My question is: how do I make it real time? That is, I indicate a query and in real time I traced the person by indicating an ID, and that recognizes who the person at all times (because it currently recognizes the person of the query, but only generates a photo with all the appearances that it has in The galery).
I’m not looking to offend anyone, I’m just looking for first-step advice. I did not know that there was a documentation for everything, I am new. I will follow the steps you tell me (including reading the documentation), if I have a problem I’ll let you know.
If you have any more steps you want to suggest to change the code to real time, I will appreciate it.
you can think of the cnn used here as a feature processing tool, instead of comparing images, you compare a much lower dimensional embedding.
the sample there is heavy on gallery processing, maybe it helps, if we extract the bare nessecities:
# once, on startup
net = cv2.dnn.readNet("youtu_reid_baseline_lite.onnx")
def process(net, img):
blob = cv2.dnn.blobFromImage(img, 0.5, (128,256), (128,128,128), True, False)
net.setInput(blob)
res = net.forward()
return cv2.normalize(res)
# get features from cropped person images
a = process(net, person_img_a)
b = process(net, person_img_b)
# now you can compare person features using the dot product
dist = np.matmul(a, b)
if dist < some_threshold:
# same
Honestly, that shape is a bit complicated for me. I am studying HOG in depth. Which do you think is better? If I compare two HOG, that is, that of an image that I have stored of a person with that of a video where that person appears with the same clothes. Do you think it would have the same effect as ReID?
Look at the following code. It’s simple, but, analyze the HOG of the image.
well, you’re at step 2 of 5 there, so, still work to do …
(extract histograms from the mag/angle features)
also, be cautious with satya’s tutorial there, – it’s working with 3 channel images, so you get 3 channel grads, mag, angle images as well (and the sizes/numbers dont quite add up there)
Simply put, how is ReiD different? I mean, why is it better? Because, if it is better then I will prefer the ReID.
I will do the following with the ReiD:
I will use an object track (the famous one that uses “MobileNetSSD_deploy.caffemodel” I see that it is very good).
I will analyze each person from behind (in another program) that I see with my query. That is, I will run the ReID program automatically only to obtain the values if it is the person who is in the photo of the query or not.

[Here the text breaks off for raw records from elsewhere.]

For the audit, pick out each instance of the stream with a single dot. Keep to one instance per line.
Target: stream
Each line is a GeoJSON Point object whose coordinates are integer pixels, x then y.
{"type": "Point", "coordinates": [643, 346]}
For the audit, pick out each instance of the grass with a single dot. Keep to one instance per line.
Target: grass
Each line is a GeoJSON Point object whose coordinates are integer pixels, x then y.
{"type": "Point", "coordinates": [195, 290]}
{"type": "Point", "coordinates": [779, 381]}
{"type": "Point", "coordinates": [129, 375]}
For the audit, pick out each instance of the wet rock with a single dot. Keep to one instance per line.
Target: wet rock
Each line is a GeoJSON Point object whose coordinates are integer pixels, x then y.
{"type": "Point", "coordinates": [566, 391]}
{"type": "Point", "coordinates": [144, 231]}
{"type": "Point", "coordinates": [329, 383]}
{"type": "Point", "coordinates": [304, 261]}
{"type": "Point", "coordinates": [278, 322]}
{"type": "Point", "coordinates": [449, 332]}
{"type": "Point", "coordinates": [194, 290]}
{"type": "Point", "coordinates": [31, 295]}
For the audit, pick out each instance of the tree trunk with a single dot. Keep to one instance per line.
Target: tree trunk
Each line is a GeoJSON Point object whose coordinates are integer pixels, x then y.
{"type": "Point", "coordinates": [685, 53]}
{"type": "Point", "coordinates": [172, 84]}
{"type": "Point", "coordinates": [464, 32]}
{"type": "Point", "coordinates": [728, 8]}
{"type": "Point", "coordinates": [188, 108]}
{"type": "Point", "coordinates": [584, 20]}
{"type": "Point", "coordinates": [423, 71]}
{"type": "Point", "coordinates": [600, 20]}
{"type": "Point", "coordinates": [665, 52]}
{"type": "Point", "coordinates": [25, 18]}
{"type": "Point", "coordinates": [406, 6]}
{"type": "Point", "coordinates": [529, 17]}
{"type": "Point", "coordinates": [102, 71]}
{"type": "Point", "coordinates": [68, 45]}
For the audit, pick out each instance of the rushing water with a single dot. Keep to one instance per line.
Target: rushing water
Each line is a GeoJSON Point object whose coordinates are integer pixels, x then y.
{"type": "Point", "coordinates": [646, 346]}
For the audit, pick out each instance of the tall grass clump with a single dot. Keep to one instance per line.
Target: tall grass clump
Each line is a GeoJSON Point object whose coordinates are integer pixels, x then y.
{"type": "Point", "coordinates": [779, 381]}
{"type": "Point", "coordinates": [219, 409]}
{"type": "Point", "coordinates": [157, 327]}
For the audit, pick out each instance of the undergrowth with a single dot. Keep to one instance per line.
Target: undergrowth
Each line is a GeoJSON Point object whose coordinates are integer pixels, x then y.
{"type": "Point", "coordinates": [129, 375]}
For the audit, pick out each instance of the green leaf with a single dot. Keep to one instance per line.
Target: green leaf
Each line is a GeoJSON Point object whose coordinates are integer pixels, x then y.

If it is the person who is in the query with the position that gives me “MobileNetSSD_deploy.caffemodel” I will obtain it and that is that I will continue and I will not remove the camera from above.
If an object is detected it can be tracked with the position of the box, am I wrong? But, I am using this code to assign an ID to each person who sees: Simple object tracking with OpenCV - PyImageSearch
That is, my camera will follow the ID that matches the ReID.